At what tempature will .0100 moles of argon gas have a volume of 275mL at 100 kPa? please this is due tommorrow really need som help
Use PV = nRT. T will be in kelvin. P should be in atmospheres and you have it in kPa. 1 atm = 101.325 kPa. Substitute V in L, not mL.
331 k
To find the temperature at which 0.0100 moles of argon gas has a volume of 275 mL at 100 kPa, we can use the ideal gas law equation:
PV = nRT
Where:
P = pressure (in kPa)
V = volume (in L)
n = number of moles
R = ideal gas constant (8.31 J/(mol·K))
T = temperature (in Kelvin)
First, we need to convert the given volume from milliliters to liters by dividing it by 1000:
V = 275 mL ÷ 1000 = 0.275 L
Substituting the given values into the ideal gas law equation:
(100 kPa) * (0.275 L) = (0.0100 moles) * (R) * (T)

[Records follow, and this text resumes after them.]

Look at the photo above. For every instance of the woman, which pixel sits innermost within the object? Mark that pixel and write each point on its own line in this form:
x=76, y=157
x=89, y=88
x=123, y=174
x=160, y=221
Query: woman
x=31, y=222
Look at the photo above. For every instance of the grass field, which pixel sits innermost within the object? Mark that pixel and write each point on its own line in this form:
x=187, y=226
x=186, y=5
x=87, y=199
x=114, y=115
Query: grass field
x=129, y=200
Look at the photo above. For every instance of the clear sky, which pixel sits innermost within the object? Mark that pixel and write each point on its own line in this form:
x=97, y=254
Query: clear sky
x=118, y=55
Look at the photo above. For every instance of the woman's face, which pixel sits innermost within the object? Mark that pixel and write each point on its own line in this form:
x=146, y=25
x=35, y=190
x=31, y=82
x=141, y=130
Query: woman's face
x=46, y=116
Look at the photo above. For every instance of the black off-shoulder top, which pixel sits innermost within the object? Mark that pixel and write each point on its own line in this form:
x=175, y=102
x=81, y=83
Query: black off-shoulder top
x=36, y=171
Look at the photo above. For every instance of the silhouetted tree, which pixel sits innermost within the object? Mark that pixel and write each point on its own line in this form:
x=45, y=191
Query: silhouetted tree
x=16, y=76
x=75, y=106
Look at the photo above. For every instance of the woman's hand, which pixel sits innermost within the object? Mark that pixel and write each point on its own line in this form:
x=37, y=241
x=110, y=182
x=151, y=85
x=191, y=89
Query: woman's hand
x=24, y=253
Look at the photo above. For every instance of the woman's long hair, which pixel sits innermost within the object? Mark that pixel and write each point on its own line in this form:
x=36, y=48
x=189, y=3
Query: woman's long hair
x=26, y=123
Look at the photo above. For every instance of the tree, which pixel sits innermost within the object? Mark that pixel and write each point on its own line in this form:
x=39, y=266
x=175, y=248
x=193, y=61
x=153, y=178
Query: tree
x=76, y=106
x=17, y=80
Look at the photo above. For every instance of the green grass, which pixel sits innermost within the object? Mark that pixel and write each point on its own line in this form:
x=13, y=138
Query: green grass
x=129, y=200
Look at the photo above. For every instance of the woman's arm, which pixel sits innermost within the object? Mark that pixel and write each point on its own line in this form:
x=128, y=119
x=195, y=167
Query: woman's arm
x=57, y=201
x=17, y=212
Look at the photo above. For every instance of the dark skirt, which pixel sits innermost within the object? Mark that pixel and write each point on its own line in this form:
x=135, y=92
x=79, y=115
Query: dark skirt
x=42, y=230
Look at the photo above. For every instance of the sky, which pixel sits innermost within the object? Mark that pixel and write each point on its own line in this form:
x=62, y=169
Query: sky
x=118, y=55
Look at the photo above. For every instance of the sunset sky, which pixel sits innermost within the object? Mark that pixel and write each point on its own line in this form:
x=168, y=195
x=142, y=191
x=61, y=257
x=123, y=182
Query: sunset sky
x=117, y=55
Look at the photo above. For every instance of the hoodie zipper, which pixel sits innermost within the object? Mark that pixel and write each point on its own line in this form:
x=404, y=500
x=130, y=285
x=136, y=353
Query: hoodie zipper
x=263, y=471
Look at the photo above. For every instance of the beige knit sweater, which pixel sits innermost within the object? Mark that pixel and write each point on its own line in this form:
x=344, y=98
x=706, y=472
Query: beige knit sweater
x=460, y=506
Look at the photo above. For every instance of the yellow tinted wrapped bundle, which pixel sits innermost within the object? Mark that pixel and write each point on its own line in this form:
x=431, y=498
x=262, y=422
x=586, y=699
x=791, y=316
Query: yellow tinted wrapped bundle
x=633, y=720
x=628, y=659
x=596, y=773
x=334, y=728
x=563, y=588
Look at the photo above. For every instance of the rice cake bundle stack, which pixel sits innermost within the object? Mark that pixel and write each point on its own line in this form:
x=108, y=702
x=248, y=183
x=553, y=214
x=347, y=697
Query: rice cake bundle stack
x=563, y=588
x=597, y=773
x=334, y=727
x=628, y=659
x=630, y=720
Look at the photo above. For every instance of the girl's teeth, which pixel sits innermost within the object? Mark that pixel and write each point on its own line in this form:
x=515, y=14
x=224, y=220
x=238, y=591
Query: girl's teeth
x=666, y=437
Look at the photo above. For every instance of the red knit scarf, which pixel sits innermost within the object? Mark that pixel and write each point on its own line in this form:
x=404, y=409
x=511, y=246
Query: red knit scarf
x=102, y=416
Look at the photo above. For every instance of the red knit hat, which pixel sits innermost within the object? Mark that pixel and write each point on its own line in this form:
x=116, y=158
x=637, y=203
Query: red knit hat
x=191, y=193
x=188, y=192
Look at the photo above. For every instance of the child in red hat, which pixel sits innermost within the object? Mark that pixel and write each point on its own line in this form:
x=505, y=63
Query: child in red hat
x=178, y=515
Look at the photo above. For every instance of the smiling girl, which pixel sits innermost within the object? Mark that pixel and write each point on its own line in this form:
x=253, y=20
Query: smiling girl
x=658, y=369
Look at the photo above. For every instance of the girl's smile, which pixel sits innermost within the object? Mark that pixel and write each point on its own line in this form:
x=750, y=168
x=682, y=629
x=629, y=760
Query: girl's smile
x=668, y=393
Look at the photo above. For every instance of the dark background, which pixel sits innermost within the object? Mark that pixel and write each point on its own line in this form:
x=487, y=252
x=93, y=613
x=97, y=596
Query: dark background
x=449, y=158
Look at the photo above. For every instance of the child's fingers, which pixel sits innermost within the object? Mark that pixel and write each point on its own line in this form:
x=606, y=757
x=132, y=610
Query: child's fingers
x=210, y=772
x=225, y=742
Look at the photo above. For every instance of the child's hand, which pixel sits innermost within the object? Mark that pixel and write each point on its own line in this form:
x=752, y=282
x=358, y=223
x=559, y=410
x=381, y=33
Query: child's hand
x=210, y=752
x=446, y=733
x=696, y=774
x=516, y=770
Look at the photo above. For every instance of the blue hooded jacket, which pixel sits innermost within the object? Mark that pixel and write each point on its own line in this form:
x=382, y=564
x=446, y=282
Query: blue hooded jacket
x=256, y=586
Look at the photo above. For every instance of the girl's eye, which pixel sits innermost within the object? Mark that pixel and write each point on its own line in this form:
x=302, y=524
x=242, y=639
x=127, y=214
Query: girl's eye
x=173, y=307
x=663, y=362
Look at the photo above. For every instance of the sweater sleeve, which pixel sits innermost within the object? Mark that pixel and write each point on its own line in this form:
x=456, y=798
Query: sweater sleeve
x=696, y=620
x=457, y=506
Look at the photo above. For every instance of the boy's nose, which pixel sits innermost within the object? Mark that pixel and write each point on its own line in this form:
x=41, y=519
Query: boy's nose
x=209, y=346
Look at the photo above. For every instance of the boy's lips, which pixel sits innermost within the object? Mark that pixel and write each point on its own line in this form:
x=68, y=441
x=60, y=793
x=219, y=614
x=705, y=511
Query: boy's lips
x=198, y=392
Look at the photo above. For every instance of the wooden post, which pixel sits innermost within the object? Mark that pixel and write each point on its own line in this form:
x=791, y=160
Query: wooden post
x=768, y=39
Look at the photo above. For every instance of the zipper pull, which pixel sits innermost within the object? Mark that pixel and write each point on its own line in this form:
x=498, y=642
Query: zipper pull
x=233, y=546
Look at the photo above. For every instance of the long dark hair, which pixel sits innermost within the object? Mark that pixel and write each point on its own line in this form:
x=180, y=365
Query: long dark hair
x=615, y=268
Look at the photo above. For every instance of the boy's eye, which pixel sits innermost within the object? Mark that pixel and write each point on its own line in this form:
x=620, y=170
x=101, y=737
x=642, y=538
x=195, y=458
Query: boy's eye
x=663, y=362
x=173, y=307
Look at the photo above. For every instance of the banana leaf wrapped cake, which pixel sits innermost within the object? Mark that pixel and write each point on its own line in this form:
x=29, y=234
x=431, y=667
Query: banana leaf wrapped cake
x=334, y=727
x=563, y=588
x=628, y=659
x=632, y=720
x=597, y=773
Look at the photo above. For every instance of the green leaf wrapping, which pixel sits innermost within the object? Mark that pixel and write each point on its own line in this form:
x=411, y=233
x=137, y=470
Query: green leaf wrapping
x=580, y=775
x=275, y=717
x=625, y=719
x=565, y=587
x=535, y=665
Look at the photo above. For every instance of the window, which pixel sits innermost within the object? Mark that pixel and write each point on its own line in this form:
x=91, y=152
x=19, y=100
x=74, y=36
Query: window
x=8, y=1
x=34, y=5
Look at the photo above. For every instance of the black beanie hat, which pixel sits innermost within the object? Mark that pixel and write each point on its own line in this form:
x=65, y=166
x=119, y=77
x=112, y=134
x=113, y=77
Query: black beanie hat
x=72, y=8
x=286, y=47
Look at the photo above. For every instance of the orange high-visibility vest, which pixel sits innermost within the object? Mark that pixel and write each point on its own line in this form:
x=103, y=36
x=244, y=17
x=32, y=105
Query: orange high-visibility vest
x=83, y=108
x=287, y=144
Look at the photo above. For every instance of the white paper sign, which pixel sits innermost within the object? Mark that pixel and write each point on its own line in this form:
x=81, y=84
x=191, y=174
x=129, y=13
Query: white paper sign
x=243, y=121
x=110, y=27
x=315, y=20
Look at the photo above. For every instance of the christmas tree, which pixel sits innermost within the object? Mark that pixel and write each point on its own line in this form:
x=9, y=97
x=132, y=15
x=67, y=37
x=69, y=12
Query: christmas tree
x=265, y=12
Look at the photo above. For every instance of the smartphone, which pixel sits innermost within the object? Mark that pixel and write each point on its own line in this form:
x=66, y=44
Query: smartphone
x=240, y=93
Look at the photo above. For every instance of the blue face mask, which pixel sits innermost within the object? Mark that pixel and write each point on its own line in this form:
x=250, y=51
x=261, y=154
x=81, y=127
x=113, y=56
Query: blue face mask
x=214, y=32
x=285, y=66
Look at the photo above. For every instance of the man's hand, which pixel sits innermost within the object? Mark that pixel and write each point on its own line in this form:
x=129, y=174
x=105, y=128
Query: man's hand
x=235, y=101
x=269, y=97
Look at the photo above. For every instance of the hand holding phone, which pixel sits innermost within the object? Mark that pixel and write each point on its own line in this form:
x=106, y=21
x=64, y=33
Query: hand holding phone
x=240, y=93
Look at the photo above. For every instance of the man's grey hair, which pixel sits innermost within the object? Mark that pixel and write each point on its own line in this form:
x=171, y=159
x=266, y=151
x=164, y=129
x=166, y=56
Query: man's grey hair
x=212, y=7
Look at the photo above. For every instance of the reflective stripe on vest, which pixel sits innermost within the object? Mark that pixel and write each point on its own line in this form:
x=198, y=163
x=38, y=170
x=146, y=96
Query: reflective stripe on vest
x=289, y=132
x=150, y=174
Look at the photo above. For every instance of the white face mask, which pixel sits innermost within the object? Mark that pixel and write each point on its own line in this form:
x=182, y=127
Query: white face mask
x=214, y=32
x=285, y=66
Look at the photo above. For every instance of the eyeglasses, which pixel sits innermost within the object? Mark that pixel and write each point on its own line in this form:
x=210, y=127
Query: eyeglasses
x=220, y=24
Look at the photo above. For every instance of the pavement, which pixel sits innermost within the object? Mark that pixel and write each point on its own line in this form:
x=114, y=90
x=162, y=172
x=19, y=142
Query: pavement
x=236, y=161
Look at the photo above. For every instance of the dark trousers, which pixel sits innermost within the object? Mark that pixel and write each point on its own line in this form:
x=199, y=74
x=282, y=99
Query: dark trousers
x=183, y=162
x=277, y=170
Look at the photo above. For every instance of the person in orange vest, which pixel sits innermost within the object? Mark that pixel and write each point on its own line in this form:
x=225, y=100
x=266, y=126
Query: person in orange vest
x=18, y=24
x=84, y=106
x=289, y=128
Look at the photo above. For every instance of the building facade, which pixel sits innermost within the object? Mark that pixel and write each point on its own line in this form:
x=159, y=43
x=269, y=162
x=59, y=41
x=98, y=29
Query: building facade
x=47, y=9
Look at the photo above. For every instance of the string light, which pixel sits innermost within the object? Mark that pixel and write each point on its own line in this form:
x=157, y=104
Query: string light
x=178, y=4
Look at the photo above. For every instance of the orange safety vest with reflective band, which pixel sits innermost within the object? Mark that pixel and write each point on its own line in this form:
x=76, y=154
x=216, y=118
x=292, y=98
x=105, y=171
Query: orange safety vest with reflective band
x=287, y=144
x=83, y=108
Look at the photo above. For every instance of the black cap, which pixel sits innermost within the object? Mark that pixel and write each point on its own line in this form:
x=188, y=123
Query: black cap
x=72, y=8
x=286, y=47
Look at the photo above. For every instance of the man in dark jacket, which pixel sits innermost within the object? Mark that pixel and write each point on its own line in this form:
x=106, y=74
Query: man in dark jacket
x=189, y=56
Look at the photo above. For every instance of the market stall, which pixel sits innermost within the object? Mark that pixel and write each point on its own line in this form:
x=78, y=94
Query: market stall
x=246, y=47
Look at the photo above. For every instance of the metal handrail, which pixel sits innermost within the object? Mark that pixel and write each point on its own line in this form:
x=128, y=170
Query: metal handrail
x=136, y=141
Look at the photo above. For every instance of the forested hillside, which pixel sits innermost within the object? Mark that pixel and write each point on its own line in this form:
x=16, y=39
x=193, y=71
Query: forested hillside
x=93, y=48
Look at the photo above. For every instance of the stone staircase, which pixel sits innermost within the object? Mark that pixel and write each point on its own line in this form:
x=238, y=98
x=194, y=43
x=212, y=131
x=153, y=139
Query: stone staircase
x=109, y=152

Rearranging the equation and solving for T:
T = (P * V) / (n * R)
T = (100 kPa * 0.275 L) / (0.0100 moles * 8.31 J/(mol·K))
Calculating the numerical value:
T = (100 kPa * 0.275 L) / (0.0100 moles * 8.31 J/(mol·K))
T = 2750 J / (0.0831 J/(mol·K))
T = 33,113.02 K
Therefore, at 100 kPa, 0.0100 moles of argon gas will have a volume of 275 mL at a temperature of about 33,113.02 Kelvin.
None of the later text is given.